MICS Bypass Surgery


Minimally invasive surgery, an innovation of the recent times, makes the surgical procedures less traumatic. The minimally invasive Heart Bypass Surgery or Cardiac surgery (MICS) is different to the conventional cardiac surgeries where the breast bone is split into two (sternotomy). The sternotomy incisions range from 8 to 10 inches, while the MICS incisions are only 3 to 4 inches.

The Minimally Invasive Cardiac Surgery also called as Coronary Artery Bypass Grafting (CABG) is considered as safe and effective. This procedure involves bypassing the blocked artery by creating a new artery for blood flow. The new artery will supply oxygenated blood and nutrients to the heart muscles.

To create a bypass artery, an artery/vein or graft is taken from another part of the patient’s body. The artery/vein for bypass is taken from the chest wall or the great saphenous veins. Each graft or artery/vein extracted from the body has a life of 10 – 12 years.

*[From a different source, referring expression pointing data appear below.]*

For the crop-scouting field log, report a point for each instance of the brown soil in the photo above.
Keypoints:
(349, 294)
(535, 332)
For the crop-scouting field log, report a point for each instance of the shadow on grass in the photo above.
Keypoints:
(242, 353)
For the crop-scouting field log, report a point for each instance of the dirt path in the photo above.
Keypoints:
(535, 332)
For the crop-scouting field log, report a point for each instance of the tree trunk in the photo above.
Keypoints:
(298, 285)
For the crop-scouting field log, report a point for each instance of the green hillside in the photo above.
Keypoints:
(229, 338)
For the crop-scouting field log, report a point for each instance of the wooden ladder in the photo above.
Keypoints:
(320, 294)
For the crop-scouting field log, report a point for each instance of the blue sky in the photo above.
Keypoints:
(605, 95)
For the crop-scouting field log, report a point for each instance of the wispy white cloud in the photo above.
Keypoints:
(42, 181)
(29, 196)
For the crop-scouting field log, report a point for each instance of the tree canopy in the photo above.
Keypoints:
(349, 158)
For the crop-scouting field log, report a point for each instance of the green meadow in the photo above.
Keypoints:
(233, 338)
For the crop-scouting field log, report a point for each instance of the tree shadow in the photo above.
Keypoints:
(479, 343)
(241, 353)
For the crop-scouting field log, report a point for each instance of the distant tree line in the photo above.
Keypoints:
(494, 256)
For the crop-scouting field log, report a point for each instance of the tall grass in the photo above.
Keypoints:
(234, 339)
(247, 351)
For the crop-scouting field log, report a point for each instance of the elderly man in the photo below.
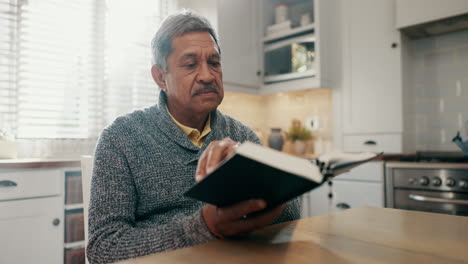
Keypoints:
(145, 160)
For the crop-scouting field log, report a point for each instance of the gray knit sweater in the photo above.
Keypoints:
(142, 166)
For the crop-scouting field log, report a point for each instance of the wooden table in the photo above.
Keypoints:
(360, 235)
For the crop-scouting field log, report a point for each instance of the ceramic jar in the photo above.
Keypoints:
(276, 140)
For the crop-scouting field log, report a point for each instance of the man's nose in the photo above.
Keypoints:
(205, 75)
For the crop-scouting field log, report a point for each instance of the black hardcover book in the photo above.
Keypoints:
(257, 172)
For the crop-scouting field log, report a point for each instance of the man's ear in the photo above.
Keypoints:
(159, 76)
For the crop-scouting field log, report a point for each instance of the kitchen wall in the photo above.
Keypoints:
(436, 92)
(263, 112)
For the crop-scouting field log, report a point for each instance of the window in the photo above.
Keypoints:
(68, 68)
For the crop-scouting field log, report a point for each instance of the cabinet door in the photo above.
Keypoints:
(317, 202)
(239, 41)
(352, 194)
(31, 231)
(372, 74)
(413, 12)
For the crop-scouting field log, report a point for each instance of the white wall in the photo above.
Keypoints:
(437, 88)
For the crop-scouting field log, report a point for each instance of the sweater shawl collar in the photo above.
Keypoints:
(172, 131)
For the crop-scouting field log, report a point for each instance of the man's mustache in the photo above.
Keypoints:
(207, 88)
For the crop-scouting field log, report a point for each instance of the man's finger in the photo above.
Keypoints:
(250, 224)
(201, 167)
(217, 153)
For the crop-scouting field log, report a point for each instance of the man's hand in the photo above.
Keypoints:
(231, 220)
(213, 155)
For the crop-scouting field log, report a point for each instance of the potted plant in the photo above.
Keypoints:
(299, 135)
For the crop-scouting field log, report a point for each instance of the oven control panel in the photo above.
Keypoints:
(431, 179)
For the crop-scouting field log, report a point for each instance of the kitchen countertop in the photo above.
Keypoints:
(359, 235)
(36, 163)
(426, 165)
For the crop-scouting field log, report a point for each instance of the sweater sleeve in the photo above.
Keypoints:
(113, 233)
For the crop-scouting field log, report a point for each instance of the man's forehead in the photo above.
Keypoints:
(192, 42)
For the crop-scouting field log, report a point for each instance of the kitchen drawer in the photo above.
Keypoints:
(388, 143)
(371, 171)
(30, 183)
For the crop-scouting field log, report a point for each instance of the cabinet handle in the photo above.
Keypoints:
(8, 183)
(343, 206)
(370, 142)
(56, 222)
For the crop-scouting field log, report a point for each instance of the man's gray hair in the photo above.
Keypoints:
(176, 25)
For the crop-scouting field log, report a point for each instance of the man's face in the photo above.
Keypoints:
(194, 76)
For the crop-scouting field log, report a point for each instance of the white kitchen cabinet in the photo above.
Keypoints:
(323, 30)
(239, 40)
(372, 82)
(317, 202)
(414, 12)
(362, 186)
(31, 231)
(241, 29)
(31, 219)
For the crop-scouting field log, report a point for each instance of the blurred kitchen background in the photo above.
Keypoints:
(308, 76)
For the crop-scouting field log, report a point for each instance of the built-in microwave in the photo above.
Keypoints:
(288, 59)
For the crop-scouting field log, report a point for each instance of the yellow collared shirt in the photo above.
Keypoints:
(193, 134)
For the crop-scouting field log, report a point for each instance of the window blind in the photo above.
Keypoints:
(8, 59)
(57, 68)
(130, 26)
(68, 68)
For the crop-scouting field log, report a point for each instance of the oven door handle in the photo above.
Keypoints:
(421, 198)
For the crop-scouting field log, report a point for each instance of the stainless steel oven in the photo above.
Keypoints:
(426, 186)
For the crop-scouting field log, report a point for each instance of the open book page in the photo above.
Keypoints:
(281, 161)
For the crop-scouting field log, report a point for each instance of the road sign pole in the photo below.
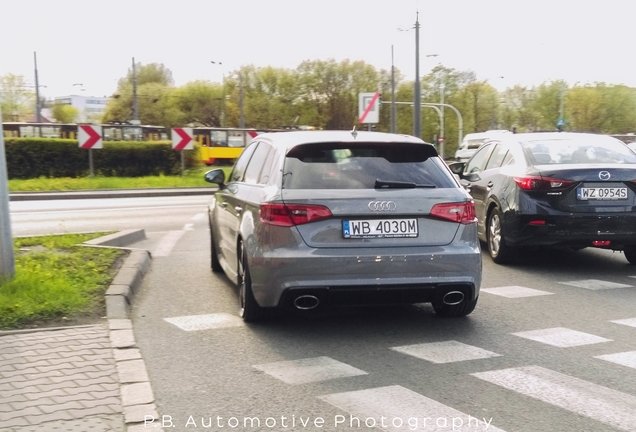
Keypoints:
(90, 162)
(7, 259)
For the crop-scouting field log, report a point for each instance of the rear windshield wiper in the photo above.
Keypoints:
(388, 184)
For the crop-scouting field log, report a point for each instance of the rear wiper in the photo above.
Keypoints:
(388, 184)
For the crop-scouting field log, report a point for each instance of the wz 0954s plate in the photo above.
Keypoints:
(379, 228)
(586, 194)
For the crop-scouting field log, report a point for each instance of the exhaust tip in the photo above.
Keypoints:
(306, 302)
(452, 298)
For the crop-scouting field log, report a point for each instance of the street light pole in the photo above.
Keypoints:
(417, 90)
(393, 106)
(135, 103)
(38, 108)
(242, 118)
(222, 92)
(7, 259)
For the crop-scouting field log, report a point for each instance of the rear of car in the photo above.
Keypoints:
(583, 192)
(364, 219)
(559, 190)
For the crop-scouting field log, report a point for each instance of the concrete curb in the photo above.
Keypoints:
(112, 193)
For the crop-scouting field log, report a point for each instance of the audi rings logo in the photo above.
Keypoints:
(604, 175)
(382, 206)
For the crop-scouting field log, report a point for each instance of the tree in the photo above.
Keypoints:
(16, 101)
(150, 73)
(154, 87)
(199, 103)
(63, 113)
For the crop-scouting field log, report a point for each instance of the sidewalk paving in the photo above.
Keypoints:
(87, 378)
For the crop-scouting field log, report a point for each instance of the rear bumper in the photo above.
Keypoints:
(368, 277)
(573, 230)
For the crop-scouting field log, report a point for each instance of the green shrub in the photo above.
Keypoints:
(41, 157)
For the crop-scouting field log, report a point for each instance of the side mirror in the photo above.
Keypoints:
(216, 176)
(457, 168)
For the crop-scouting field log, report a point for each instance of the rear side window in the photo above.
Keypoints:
(359, 165)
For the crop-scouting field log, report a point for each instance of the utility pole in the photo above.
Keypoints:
(442, 141)
(7, 259)
(417, 90)
(393, 111)
(38, 108)
(135, 104)
(242, 119)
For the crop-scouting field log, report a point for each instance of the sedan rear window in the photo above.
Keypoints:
(360, 165)
(597, 149)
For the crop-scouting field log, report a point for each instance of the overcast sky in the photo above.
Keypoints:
(527, 42)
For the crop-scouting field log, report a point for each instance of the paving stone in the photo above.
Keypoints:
(112, 423)
(139, 413)
(136, 394)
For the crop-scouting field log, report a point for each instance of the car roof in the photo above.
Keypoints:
(536, 136)
(291, 139)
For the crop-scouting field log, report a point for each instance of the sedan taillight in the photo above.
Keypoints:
(292, 214)
(463, 213)
(541, 183)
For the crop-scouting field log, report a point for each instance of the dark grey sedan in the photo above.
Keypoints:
(553, 190)
(331, 218)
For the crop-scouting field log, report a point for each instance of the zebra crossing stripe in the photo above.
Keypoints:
(395, 408)
(309, 370)
(581, 397)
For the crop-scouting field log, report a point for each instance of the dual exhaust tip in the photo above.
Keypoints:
(308, 301)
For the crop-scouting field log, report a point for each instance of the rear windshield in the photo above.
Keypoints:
(476, 143)
(584, 150)
(359, 165)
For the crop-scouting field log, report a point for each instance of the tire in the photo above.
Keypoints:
(459, 310)
(499, 251)
(630, 254)
(249, 309)
(214, 257)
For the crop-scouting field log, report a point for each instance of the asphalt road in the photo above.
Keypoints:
(550, 346)
(517, 363)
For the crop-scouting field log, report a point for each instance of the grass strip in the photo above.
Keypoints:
(56, 279)
(193, 178)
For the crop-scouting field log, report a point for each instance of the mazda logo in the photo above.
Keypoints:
(604, 175)
(382, 206)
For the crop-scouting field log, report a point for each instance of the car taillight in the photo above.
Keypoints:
(463, 213)
(292, 214)
(541, 183)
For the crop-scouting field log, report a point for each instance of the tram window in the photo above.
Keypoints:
(218, 139)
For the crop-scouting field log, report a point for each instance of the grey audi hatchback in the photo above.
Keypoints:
(334, 218)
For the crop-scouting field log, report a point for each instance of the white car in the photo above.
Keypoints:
(473, 141)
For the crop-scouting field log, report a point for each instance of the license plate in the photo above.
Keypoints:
(601, 193)
(379, 228)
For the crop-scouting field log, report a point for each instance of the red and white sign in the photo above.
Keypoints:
(90, 136)
(182, 139)
(369, 107)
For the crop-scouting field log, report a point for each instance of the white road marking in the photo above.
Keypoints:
(445, 352)
(395, 408)
(165, 245)
(581, 397)
(595, 284)
(206, 322)
(309, 370)
(515, 292)
(629, 321)
(625, 359)
(561, 337)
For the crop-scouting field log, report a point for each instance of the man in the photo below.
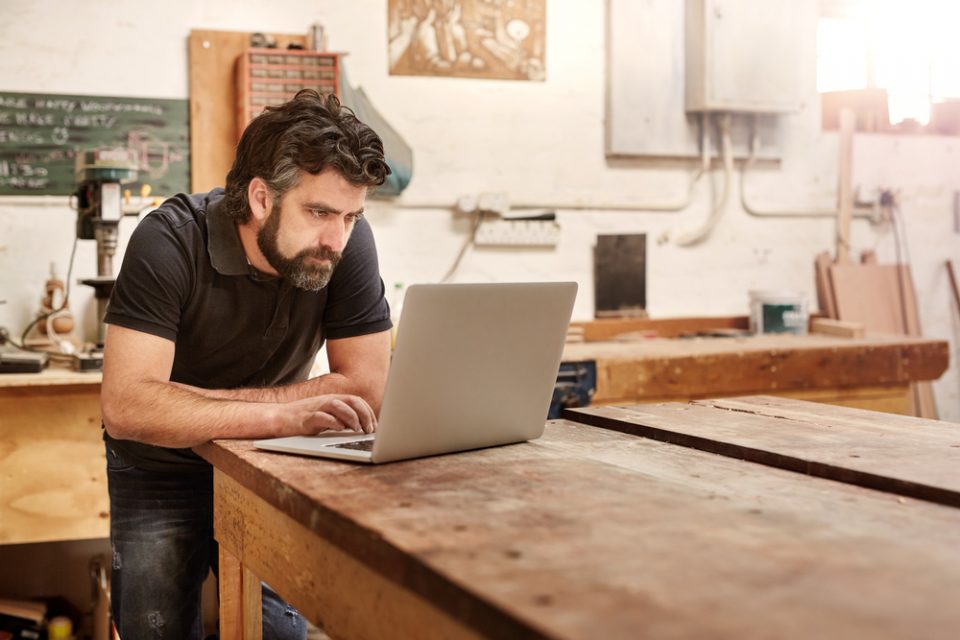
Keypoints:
(221, 305)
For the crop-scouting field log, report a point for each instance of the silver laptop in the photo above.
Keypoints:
(474, 366)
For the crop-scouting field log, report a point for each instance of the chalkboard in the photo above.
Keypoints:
(41, 135)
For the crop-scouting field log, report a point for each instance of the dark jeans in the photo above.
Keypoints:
(161, 531)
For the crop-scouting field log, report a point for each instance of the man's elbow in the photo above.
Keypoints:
(116, 420)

Both, Sternotomy and MICS offers the same benefits to the patients. However, the Minimally Invasive Cardiac Surgery is considered as advancement over Sternotomy, with an offer of greater flexibility to the surgeons to work on the beating heart or through small incisions.


Benefits of Minimally Invasive Heart Bypass Surgery:

Shorter timeframes: Patients undergoing Minimally Invasive Cardiac Surgery can be discharged from the hospital in 2 to 3 days of operation. This is much shorter than sternotomy procedure where the patient has to wait for 5 to 10 days for discharge from the hospital.

Early Recovery of the Patient: The Minimally Invasive Cardiac Surgery avoids the use of heart-lung machine, and makes use of a smaller incision, which means reduced risks and complications in the post-operation phase. Post MICS, the patients can come back to their normal life activities in 2 weeks, which is greatly shorter than 6 – 8 weeks of Sternotomy.

Little scope for infections: As Minimally Invasive Cardiac Surgery involves making a small incision; there is little scope for the tissue’s exposure to infection.

Greater patient coverage: Greater number of patients can avail Minimally Invasive Cardiac Surgery, as it suits people with illness, physical weakness, and averse to blood transfers.

Cost effective: The Minimally Invasive Cardiac Surgery is highly cost effective, and considered to be 25% less than sternotomy procedure.

A major challenge associated with cardiac surgeries is to perform the same on a beating heart. Especially, the process to suture or sew on the beating heart was never so easy. A recent innovative method has been to stabilize only the portion of the heart where the operation is done.

Minimally Invasive Cardiac Surgery includes the continuation of the procedure with heart beat in progress, and totally no use of the heart-lung machine. Definitely, the success of each MCIS procedure depends on the professional maturity and procedural expertise of the cardiac surgeon and the supporting staff associated with the procedure.